Miriam rolled her eyes.
“Support. How sweet.”
Norton looked directly at her.
“You already knew what I was, Miriam.”
Her smile faltered.
“I don’t know you.”
“Yes, you do.”
He paused.
“Think.”
“Norton,” she warned.
That was the first time she used his name.
Mark looked between them.
“Wait. You know him?”
Norton nodded.
“We were signed with the same talent agency once.”
Miriam stepped forward.
“Don’t.”
“You were dropped,” Norton said, “after making complaints every time someone else got a callback.”
“That’s a lie!”
“No,” Norton said. “It’s a pattern. You insult people, report them for reacting, then cry first.”
A low murmur moved through the crowd.
Mark stared at Miriam.
“Is that true?”
“You’re seriously asking me that?” she snapped.
Norton turned toward me and held out the microphone.
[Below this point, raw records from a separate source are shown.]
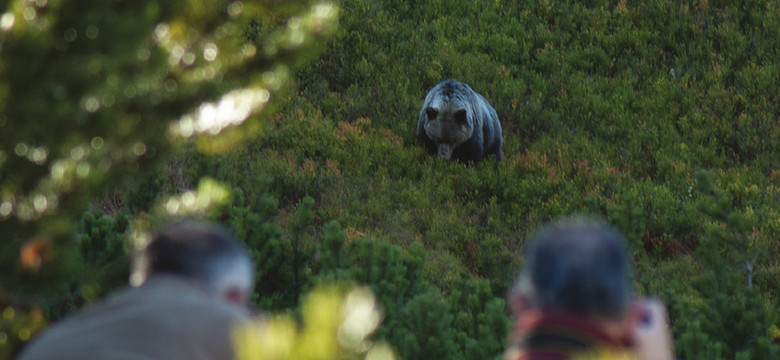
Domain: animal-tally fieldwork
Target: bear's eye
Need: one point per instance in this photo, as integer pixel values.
(431, 112)
(460, 116)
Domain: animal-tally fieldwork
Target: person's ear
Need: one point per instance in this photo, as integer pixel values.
(236, 297)
(519, 303)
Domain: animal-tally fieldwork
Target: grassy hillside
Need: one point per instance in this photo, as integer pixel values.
(660, 117)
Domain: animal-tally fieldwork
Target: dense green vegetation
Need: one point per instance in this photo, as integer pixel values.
(660, 117)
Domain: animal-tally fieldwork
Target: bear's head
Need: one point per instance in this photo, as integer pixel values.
(447, 128)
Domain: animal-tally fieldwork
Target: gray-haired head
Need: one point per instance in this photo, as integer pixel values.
(577, 266)
(205, 253)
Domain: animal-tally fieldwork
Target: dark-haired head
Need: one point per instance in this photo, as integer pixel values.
(577, 266)
(204, 253)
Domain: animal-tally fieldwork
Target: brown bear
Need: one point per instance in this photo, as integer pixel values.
(457, 123)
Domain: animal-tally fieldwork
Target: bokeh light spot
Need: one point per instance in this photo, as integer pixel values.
(7, 21)
(97, 142)
(210, 52)
(70, 34)
(92, 32)
(21, 149)
(5, 208)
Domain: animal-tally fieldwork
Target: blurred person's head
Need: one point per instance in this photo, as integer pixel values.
(577, 267)
(204, 253)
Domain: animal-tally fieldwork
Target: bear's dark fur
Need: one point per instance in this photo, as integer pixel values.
(457, 123)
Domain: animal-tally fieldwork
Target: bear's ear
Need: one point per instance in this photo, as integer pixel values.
(431, 112)
(460, 116)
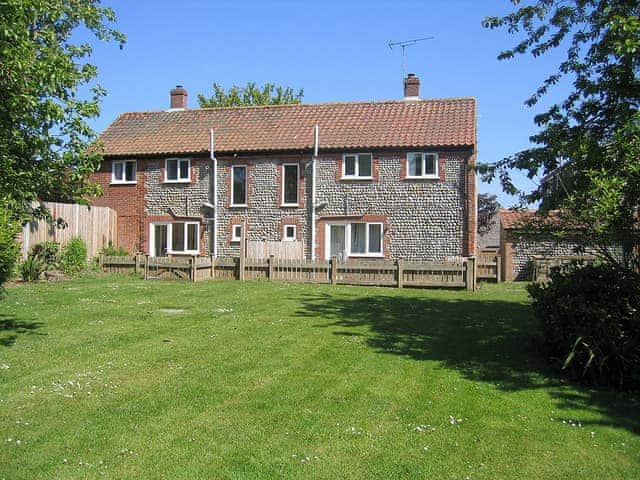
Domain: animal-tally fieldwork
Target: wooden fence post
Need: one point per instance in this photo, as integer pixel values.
(270, 261)
(471, 273)
(334, 270)
(193, 265)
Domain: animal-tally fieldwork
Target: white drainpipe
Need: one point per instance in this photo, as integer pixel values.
(316, 131)
(214, 162)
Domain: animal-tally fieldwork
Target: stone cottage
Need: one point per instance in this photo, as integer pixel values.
(383, 179)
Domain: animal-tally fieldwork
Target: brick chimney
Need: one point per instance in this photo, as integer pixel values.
(178, 98)
(411, 87)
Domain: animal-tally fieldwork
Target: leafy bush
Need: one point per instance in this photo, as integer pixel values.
(590, 320)
(112, 251)
(31, 269)
(48, 252)
(9, 248)
(73, 257)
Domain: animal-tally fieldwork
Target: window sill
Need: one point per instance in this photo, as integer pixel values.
(423, 177)
(356, 179)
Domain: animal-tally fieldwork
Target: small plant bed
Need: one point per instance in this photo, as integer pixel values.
(100, 377)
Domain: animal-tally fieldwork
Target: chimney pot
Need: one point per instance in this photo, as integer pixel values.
(178, 98)
(411, 87)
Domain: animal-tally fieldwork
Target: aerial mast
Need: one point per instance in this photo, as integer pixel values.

“Daphne should answer the rest.”
Miriam laughed.
“She won’t say anything. She never does.”
I walked up the steps and took the microphone.
My hand shook.
My voice didn’t.
“I teach literature,” I said. “This week, I taught my students about unreliable narrators.”
Miriam scoffed.
“Oh, please.”
“An unreliable narrator hides the truth,” I continued. “Sometimes by lying. Sometimes by leaving things out. Sometimes by smiling while handing everyone a twisted version of someone else.”
The gym went quiet.
“In high school, Miriam told people I thought I was better than them because I liked books. She said I was cold because I was shy. She said I was stuck-up because I didn’t know how to fight back.”
Miriam folded her arms.
“You were stuck-up.”
“No,” I said. “I was scared.”
For once, she had no quick answer.
So I kept going.
“Then Mark married me. And Miriam handed him a new story. She told him I was judgmental, cold, and impossible to love.”
Mark looked up.
“Daphne. Not here.”
“Yes, Mark. Here.”
His jaw tightened.
“This isn’t fair.”
I almost laughed.
“You mean public? Because unfair was coming home to a husband who had already put me on trial. She lied because that’s what she does. But you believed her because it was easier than asking me for the truth.”
He flinched.
Miriam stepped forward.
“Don’t blame me because your marriage failed.”
I turned to her.
“I blamed myself for years. You don’t get that gift anymore.”
Her face hardened.
“For years, I thought Miriam stole you,” I told Mark. “Tonight, I finally understand something. She only opened the door. You walked through it.”
Miriam’s eyes filled with angry tears.
“You’re all listening to this?” she cried. “She paid a man to stand beside her!”
“Yes,” I said. “I did.”
I looked around the room.
“I hired Norton because I was afraid to walk into this room alone. Not because I needed a man to make me valuable, but because I needed one person beside me who hadn’t already been told I was worthless.”
I turned back to Miriam.
“And I had no idea he knew who you were.”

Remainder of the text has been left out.